Comparaciones.

Hacer comparaciones es un mal hábito. Sin embargo, es una práctica común que nos satisface de extraño modo. Las comparaciones son el resultado de una mala instrucción familiar y escolar. Es la ansiedad por ser reconocidos a través de la competitividad.

Por ejemplo, se nos enseñan matemáticas, y en lugar de enfocarnos en la metodología para alcanzar un resultado, tomamos el camino fácil. Comparamos el producto con el del vecino. Ansiosos e inseguros de no saber cómo verificar por nosotros mismos.

Los artistas remplazan la satisfacción personal que les da el oficio, por la de comparar su trabajo con la obra de otros. Aprender de los fracasos y errores de uno, deja de ser opción. La necesidad de sobresalir se vuelve obsesión, porque somos vulnerables a los señalamientos. De ahí la masiva deserción en la labor artística: falta de reconocimiento exterior.

El trabajo profesional se hace con el rigor de reglas exteriores autoimpuestas, que ayudan a liberar el espíritu creativo. Cualquier profesional sabe que el reconocimiento depende de la suerte. Y esta, sorprende al que es constante y persevera en su labor. No anda en deterioro de su energía y enfoque detrás de ella.
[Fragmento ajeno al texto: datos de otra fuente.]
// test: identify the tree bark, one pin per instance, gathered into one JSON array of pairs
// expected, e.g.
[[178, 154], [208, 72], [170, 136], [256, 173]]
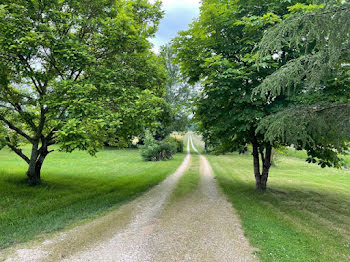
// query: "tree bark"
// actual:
[[266, 167], [261, 178], [256, 162], [36, 162]]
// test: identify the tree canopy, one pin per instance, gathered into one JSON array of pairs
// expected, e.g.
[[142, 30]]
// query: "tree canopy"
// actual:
[[76, 73], [239, 50]]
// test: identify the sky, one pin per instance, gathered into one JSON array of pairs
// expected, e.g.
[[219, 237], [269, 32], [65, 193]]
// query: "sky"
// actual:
[[178, 14]]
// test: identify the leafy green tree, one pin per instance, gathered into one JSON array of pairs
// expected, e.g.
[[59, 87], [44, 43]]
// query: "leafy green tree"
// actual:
[[317, 80], [218, 49], [179, 94], [73, 72]]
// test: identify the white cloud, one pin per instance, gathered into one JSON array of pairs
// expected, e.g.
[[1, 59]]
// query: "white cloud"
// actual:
[[168, 4], [178, 14]]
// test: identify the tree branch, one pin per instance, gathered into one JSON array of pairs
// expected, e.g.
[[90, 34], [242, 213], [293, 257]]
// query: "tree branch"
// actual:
[[17, 150], [16, 129]]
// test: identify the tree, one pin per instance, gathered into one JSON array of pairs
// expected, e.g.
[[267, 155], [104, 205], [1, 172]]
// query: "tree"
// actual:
[[317, 80], [218, 49], [69, 71], [179, 94]]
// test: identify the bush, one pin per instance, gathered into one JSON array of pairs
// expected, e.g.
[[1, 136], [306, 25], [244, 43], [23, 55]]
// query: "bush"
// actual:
[[178, 143], [154, 150]]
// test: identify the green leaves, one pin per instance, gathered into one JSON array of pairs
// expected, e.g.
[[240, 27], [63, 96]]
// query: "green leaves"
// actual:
[[79, 73]]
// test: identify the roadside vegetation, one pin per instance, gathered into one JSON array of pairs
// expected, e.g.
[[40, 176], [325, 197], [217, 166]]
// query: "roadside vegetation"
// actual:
[[189, 181], [305, 215], [75, 187]]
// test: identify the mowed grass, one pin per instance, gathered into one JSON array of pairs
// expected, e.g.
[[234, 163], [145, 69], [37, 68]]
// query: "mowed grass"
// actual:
[[76, 187], [189, 180], [304, 216]]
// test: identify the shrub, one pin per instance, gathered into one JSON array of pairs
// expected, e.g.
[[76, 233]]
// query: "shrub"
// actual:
[[177, 142], [154, 150]]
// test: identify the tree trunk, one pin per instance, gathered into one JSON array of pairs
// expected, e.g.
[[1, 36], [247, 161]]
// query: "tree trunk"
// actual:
[[36, 161], [261, 178], [266, 168], [256, 162]]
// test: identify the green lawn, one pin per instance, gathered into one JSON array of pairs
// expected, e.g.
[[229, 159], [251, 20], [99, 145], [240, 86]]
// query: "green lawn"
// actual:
[[76, 187], [190, 179], [305, 216]]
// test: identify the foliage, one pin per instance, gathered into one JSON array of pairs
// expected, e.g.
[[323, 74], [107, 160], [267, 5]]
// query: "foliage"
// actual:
[[218, 49], [320, 35], [316, 80], [154, 150], [179, 94], [77, 73], [176, 142], [303, 217], [76, 187]]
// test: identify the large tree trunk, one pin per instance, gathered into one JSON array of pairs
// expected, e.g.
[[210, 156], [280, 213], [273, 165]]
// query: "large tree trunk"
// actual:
[[261, 178], [266, 168], [256, 163], [36, 161]]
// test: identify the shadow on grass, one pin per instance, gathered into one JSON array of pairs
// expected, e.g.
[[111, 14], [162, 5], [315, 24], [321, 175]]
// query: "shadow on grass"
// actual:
[[289, 224]]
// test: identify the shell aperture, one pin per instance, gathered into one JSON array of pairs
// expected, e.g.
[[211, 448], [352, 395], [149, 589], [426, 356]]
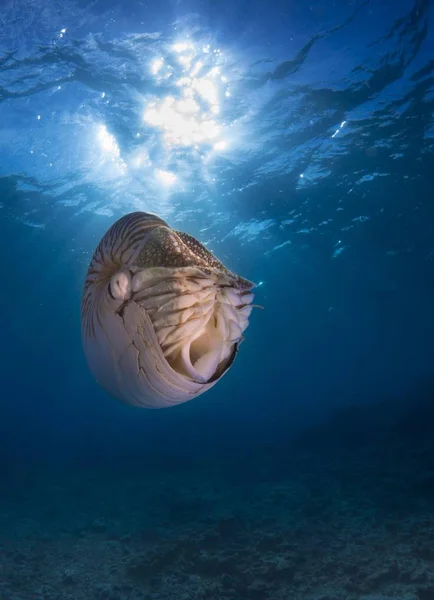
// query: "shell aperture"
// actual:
[[162, 317]]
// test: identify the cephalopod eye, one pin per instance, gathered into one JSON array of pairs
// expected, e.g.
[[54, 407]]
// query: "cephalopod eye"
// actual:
[[119, 286]]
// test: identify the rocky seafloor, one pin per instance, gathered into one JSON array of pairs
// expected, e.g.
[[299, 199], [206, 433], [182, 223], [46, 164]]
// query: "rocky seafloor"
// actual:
[[345, 512]]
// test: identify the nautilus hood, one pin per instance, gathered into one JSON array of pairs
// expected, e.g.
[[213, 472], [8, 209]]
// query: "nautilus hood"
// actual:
[[162, 318]]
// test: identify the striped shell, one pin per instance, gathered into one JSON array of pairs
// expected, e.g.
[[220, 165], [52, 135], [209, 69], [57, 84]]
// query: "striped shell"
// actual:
[[162, 318]]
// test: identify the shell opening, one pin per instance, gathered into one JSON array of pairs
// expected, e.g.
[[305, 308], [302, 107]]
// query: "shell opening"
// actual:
[[198, 324]]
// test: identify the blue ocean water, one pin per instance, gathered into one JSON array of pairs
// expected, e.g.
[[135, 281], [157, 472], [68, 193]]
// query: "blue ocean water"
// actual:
[[295, 140]]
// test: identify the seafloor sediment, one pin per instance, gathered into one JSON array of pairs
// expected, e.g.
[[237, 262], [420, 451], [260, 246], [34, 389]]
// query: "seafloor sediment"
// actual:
[[340, 514]]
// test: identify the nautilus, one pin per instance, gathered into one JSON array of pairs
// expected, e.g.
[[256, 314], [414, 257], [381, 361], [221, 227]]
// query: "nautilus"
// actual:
[[162, 318]]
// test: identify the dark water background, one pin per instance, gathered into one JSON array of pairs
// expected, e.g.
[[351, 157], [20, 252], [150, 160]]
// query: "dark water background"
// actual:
[[324, 195]]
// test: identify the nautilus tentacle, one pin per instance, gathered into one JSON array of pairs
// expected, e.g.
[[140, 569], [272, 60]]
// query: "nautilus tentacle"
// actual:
[[162, 317]]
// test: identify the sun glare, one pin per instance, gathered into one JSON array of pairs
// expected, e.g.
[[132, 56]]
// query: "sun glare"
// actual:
[[190, 117]]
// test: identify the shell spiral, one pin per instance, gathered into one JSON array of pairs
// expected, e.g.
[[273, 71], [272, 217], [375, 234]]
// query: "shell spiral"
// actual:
[[162, 317]]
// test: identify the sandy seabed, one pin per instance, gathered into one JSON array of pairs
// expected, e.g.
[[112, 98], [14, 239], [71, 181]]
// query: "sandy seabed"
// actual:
[[334, 516]]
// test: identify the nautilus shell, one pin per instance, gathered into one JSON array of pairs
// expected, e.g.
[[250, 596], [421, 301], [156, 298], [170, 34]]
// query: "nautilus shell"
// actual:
[[162, 318]]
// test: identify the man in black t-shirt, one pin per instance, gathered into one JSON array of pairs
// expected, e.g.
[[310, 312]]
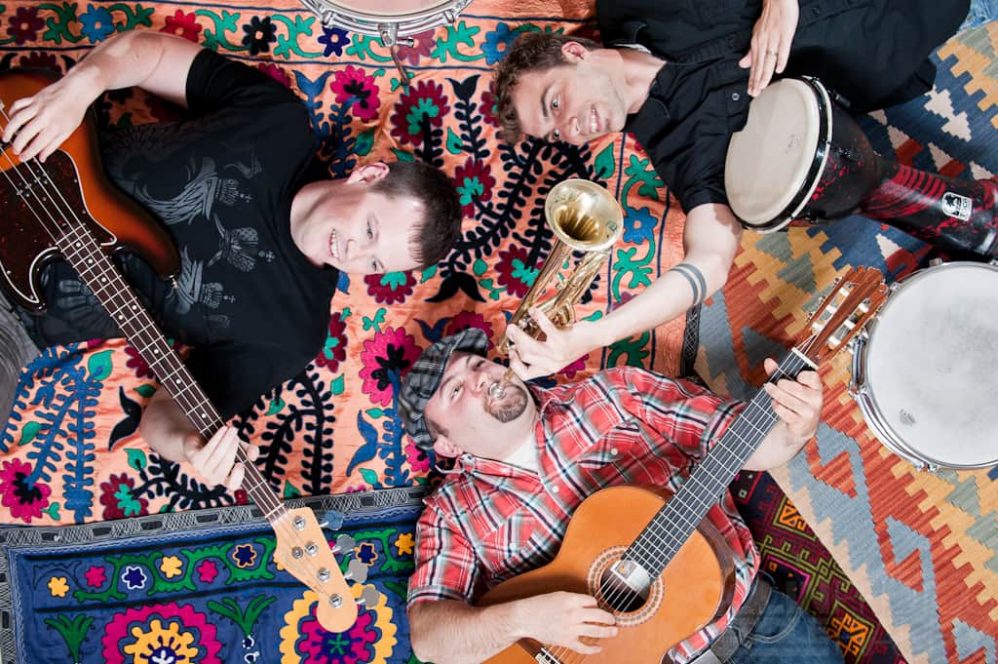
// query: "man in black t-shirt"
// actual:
[[680, 74], [261, 239]]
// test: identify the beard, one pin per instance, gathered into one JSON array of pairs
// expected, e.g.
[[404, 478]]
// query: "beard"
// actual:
[[510, 407]]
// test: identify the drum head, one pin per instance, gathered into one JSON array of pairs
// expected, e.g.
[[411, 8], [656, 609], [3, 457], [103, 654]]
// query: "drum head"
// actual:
[[388, 9], [932, 365], [768, 161]]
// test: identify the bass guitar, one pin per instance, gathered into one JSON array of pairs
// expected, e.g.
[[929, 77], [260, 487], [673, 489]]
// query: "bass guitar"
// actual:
[[65, 207], [650, 559]]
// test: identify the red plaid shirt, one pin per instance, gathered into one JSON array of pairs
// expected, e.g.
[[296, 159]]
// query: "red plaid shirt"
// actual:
[[491, 521]]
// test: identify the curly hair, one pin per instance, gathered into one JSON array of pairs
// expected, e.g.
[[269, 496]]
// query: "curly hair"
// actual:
[[531, 52]]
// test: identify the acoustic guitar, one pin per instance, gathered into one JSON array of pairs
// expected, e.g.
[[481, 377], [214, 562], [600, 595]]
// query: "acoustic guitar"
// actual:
[[65, 207], [650, 559]]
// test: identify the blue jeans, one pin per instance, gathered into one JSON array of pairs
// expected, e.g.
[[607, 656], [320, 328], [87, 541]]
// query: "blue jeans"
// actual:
[[785, 633], [981, 12]]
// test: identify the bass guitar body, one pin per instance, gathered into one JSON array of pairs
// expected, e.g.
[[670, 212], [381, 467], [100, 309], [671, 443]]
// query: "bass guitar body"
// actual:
[[70, 192], [689, 594]]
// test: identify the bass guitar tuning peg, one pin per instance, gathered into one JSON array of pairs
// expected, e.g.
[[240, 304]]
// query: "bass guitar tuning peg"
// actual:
[[344, 543], [356, 571]]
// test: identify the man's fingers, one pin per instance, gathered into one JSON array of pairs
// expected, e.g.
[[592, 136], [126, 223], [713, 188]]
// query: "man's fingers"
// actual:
[[236, 477]]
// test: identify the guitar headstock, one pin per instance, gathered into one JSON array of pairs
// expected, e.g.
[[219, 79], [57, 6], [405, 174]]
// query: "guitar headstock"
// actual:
[[855, 298], [303, 551]]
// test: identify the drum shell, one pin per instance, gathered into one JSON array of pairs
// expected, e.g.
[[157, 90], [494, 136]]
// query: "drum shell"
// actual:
[[864, 391]]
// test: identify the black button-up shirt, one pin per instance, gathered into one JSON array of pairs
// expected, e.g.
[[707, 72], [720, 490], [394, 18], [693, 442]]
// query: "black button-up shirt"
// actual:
[[872, 52]]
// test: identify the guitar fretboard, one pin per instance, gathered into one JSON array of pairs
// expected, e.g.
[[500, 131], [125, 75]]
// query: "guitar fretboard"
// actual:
[[93, 265]]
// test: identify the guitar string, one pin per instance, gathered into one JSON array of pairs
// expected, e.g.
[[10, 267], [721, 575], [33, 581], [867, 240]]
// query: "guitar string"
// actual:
[[567, 655], [279, 523], [276, 512]]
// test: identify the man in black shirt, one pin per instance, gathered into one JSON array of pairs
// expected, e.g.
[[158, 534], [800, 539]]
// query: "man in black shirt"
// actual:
[[719, 54], [261, 239]]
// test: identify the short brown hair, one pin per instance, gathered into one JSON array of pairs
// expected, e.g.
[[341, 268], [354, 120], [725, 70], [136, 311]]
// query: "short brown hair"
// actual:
[[432, 239], [532, 51]]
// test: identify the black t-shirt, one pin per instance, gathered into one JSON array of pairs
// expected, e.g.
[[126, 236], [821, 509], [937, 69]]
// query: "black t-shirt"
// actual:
[[248, 301], [871, 51]]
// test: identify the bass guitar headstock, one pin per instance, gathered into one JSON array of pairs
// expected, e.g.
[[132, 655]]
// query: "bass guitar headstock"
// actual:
[[303, 551], [855, 298]]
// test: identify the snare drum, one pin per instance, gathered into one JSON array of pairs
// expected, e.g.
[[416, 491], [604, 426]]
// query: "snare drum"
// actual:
[[800, 156], [925, 371], [394, 21]]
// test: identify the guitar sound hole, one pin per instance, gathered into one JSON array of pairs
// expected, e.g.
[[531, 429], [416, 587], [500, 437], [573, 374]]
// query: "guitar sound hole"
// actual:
[[624, 587]]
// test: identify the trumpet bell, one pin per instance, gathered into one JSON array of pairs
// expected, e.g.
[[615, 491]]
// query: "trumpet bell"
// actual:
[[584, 215]]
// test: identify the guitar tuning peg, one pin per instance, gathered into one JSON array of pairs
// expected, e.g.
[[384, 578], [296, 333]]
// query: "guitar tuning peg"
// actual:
[[369, 598], [344, 543], [356, 571]]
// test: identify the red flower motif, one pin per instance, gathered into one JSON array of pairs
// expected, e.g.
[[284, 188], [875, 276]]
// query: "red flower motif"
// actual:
[[474, 181], [25, 498], [419, 461], [183, 25], [118, 498], [353, 86], [390, 288], [489, 108], [95, 576], [207, 571], [513, 271], [25, 24], [275, 73], [422, 46], [334, 350], [386, 357], [467, 319], [424, 106]]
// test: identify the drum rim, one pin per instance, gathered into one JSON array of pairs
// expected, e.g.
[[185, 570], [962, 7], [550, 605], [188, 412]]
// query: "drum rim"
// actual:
[[862, 392], [371, 24], [818, 163]]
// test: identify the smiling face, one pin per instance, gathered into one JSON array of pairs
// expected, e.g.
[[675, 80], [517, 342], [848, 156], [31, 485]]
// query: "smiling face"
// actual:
[[469, 419], [577, 102], [348, 225]]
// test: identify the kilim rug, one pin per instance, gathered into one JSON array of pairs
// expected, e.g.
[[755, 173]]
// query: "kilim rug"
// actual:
[[921, 547], [200, 587], [69, 453]]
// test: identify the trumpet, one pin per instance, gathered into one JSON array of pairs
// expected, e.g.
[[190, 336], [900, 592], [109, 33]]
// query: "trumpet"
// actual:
[[584, 217]]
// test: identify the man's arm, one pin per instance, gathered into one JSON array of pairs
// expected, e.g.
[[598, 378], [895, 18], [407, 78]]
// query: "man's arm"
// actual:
[[711, 240], [452, 632], [153, 61], [171, 435]]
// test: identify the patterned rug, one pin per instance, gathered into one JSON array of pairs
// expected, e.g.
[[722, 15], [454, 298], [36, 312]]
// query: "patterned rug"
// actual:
[[200, 587], [70, 454], [921, 547], [799, 565]]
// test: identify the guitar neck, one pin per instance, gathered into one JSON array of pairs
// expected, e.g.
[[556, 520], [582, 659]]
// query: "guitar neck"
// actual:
[[672, 526], [95, 268]]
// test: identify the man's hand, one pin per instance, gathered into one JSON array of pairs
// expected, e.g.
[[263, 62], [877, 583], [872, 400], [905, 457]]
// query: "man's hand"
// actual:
[[214, 461], [38, 125], [772, 37], [530, 358], [564, 619], [796, 402]]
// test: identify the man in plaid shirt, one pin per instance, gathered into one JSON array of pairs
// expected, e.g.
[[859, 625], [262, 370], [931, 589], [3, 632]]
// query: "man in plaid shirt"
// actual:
[[527, 457]]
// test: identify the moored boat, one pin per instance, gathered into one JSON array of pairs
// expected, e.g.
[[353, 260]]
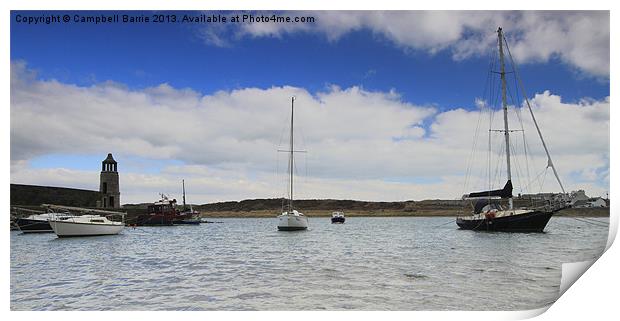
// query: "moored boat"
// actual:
[[188, 216], [160, 213], [338, 218], [291, 219], [488, 213], [36, 222], [85, 225], [92, 222]]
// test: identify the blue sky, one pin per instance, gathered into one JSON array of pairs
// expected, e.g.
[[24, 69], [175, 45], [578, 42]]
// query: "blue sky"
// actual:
[[403, 61], [145, 55]]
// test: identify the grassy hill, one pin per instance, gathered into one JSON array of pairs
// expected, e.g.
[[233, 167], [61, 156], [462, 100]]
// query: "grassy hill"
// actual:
[[33, 195]]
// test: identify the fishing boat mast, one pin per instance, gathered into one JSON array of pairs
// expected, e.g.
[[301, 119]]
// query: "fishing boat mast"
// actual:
[[505, 108]]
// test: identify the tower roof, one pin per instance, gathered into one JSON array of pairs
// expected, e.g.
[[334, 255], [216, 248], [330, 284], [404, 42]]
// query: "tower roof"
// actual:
[[109, 159]]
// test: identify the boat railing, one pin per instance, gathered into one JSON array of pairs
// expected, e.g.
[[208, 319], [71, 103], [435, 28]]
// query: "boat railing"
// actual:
[[69, 210]]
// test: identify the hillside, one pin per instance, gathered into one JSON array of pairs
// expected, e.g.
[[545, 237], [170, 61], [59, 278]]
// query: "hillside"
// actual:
[[33, 195]]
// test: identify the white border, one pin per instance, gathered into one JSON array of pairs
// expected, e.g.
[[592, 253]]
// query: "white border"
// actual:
[[592, 296]]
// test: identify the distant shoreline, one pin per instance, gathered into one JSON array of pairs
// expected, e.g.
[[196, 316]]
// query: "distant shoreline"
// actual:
[[570, 212]]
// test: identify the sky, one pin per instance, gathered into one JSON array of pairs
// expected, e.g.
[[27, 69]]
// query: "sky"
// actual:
[[388, 104]]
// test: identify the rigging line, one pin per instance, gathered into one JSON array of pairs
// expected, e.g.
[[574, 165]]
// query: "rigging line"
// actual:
[[525, 147], [470, 159], [594, 220], [517, 168], [588, 222], [535, 179], [543, 181], [549, 161]]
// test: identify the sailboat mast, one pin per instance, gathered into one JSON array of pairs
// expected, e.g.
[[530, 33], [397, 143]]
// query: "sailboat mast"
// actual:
[[183, 181], [291, 160], [505, 107]]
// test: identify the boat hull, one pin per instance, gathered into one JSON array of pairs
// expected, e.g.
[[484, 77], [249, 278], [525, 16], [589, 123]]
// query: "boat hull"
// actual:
[[72, 229], [154, 220], [34, 226], [534, 221], [292, 222]]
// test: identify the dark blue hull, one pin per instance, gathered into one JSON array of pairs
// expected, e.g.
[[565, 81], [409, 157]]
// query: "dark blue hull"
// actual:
[[529, 222]]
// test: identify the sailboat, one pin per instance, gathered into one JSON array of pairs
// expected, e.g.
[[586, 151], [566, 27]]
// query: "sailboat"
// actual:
[[488, 213], [187, 216], [291, 219]]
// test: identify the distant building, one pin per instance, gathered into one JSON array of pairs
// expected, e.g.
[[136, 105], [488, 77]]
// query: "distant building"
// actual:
[[108, 184], [579, 195]]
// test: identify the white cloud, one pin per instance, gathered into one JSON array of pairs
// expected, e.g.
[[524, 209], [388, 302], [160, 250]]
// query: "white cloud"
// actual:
[[578, 38], [361, 144]]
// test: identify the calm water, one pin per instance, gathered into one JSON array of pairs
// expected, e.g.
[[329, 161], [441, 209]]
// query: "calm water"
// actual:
[[246, 264]]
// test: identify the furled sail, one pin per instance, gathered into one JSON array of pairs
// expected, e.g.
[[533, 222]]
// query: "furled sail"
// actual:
[[505, 192]]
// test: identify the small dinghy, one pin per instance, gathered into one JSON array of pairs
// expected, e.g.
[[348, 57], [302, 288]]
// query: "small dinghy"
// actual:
[[337, 218]]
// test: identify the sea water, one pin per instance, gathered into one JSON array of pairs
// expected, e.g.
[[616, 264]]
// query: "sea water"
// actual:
[[394, 263]]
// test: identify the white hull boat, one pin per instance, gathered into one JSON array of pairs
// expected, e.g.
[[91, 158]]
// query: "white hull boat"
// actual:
[[293, 221], [85, 225]]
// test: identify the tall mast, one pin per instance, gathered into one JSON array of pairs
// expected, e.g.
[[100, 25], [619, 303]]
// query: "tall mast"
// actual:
[[291, 159], [183, 194], [529, 107], [505, 107]]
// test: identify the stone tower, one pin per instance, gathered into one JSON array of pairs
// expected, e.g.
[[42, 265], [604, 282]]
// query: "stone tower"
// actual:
[[108, 184]]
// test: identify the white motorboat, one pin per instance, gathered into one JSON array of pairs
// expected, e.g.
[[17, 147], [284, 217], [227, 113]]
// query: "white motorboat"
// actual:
[[85, 225], [95, 223], [36, 223], [291, 219]]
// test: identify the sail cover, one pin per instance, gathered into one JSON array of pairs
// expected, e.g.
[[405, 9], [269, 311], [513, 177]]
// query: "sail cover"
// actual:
[[505, 192]]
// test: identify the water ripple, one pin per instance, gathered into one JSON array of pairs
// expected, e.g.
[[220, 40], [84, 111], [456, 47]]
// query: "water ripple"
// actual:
[[246, 264]]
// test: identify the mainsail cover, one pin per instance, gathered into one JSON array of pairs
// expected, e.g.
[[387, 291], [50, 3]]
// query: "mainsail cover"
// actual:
[[505, 192]]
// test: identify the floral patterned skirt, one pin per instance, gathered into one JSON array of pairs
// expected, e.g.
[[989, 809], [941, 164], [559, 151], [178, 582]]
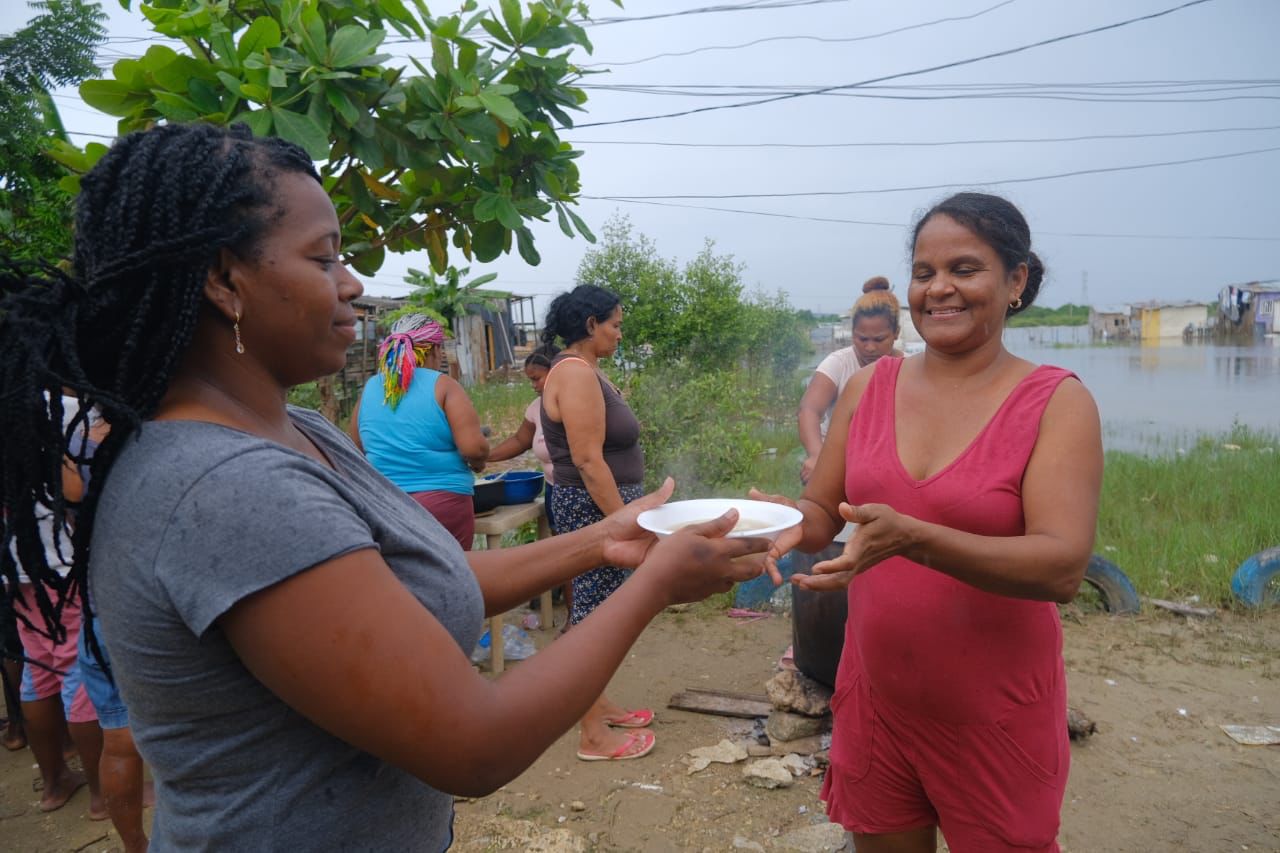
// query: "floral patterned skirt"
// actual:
[[574, 509]]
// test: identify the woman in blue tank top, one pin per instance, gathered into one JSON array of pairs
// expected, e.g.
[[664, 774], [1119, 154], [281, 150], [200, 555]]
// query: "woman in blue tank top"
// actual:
[[419, 427]]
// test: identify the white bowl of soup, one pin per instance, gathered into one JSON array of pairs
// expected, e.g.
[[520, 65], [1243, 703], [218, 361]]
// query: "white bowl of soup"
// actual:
[[754, 518]]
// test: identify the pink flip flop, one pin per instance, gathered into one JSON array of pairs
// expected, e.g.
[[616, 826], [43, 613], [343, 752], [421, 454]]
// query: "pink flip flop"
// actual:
[[639, 744], [638, 719]]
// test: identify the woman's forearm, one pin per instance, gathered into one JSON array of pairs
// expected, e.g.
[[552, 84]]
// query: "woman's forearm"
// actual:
[[1040, 566], [600, 486], [810, 430], [510, 576]]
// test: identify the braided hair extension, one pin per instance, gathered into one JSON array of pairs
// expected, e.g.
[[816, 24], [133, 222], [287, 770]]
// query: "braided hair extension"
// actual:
[[151, 219]]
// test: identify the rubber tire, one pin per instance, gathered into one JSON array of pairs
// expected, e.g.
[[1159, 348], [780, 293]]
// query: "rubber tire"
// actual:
[[1118, 592], [1252, 579]]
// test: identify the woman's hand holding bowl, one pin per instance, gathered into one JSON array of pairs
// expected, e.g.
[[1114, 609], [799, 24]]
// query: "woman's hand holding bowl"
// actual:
[[700, 560]]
Una cabeza desorganizada, sin disciplina, conspira contra su usuario. Lo marea poniendo enfrente distractores que ofrecen satisfacción inmediata de corta duración. Le arrebata la energía del impulso necesario para ir cada día al desolado mundo de las ideas. 

Las comparaciones buenas no existen. Son un pretexto para escapar de la incertidumbre que es vivir la vida. En lugar de comparar los resultados con los del vecino, debemos aprender de nuestros errores y éxitos; enfocarnos en nuestro oficio.